Most upvoted comments

Jacob was reporting this same error (osmosis-labs/osmosis#520 (comment)) potentially also on a sifchain channel, not really sure.

Two questions:

  • Is there any safety issue with increasing max_clock_drift to say 15 seconds?

I think it’s fine and advisable for new clients. Existing clients would need to be upgraded.

  • Is it possible to make the error print the counterparty chains block height, and chain-id, to ease debugging? (e.g. we can also go talk to that block proposer to fix their local time)

It’s not straightforward at exactly the place the error is issued but we will find a way to print more info. The problem though might not be an unsynchronized clock in this case. I noticed that once in a while we have the same proposer for two consecutive blocks and when this happens the block time doubles. I gave one example in the description, here is another one on the hub: 7988809 - 08:37:19 7988810 - 08:37:31 In the few cases I checked the second block is an empty block.

In the example in the description the third block 7988810 has client updates tx-es.

When suggesting setting 5s as default we only accounted for the actual clock drift and not the block time. Not sure if this is something the on-chain client handler should/ could consider taking into account when checking for the drift cc @colin-axner.

From hermes side we should consider the following:

  • change the default
  • document that clock_drift should include a rough estimate of the block time (maybe x 2 to account for the longer block times we see with emtpy blocks)
  • on client update verify that the latest header timestamp on destination chain is recent enough such that the update header will not be considered in the future, print a warning log and wait for next block on destination.
  • use also the destination chain’s clock_drift when creating the client (i think)

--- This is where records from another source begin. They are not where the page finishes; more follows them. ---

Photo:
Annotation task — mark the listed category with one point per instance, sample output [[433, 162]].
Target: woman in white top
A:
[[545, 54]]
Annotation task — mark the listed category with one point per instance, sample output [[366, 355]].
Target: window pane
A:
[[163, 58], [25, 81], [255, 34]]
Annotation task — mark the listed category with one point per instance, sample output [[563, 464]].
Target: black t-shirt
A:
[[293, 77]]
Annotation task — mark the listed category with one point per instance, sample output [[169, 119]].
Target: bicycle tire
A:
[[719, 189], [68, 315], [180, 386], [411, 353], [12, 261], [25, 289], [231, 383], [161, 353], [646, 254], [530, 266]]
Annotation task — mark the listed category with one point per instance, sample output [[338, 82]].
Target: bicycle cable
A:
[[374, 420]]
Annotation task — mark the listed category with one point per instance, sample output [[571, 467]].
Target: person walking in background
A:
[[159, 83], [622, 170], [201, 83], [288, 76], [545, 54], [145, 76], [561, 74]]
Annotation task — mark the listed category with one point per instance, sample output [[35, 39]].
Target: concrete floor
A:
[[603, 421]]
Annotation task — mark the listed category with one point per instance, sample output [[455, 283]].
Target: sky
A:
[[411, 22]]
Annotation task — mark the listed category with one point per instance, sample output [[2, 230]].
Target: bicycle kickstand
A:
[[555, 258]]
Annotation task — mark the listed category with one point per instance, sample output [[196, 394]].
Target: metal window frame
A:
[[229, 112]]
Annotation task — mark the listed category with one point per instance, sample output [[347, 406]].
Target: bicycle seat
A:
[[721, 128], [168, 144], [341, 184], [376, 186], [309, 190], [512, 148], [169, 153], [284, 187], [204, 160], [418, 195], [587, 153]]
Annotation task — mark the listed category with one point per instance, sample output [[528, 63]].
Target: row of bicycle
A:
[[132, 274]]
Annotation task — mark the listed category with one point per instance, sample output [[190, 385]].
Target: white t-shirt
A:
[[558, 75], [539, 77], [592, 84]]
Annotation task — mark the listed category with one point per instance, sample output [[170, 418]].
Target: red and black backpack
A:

Sorry for being late here. In the light client spec, clockDrift is a parameter dealing with only approximately synchronized clocks. It is used only to constrain what time from the future is allowed, i.e., an acceptable time is smaller than now + clockDrift. In IBC case, we don’t have time that is necessarily synced with some source (for example NTP time) as we used bft time, so we could in theory have arbitrary clock drifts between chains.

If I am not wrong @ancazamfir was considering the following scenario: we consider a top header h at chain A, and a top header H at chain B, and we try to understand what is the condition under which header h will be considered acceptable from time perspective on the chain B. I don’t see other way of making this work in any case unless relayer is checking top header time on chain B and making sure that the condition is satisfied. This is at least from theoretical perspective only sound in my view, as we could have period with no blocks on the chain B.

In case you try to optimise for the normal case where blocks are continuously being produced on the both chains (normal case), we need to take into account that from the perspective of time of the latest block on the chain B time of the header on chain A is not too much in the future. For example, in the worst case if a header h is committed roughly at time t - chainB.average_block_time, where t is time at which header h is committed (from bird eye perspective), i.e., the latest block on chain B is lagging behind chain A, we need to have the following satisfied so h is accepted:

h.time + clock_drift_A < h.time - clock_drift_B - chainB.average_block_time + clock_drift_B, i.e., clock_drift_A + chainB.average_block_time < 0, which is impossible as both are positive values.

My point here is that even if we assume that blocks on both chains are produced continuously so we know what is the average block time, and bft times on both chains are in sync, we can still be in this scenario where destination chain still hasn’t produced the latest block which time is close to now, while such block is produced on the source chain. In this case, no matter how we choose parameters, the client update might fail. Does this make sense or I am misunderstanding something?

Maybe the total clock_drift value when creating a client needs to consider the worst case, i.e. it should be: src_chain.clock_drift + dst_chain.clock_drift + dst_chain.block_time meaning we need to have a separate block_time configured per chain, unless we can estimate it via some query(?). cc @milosevic for help here.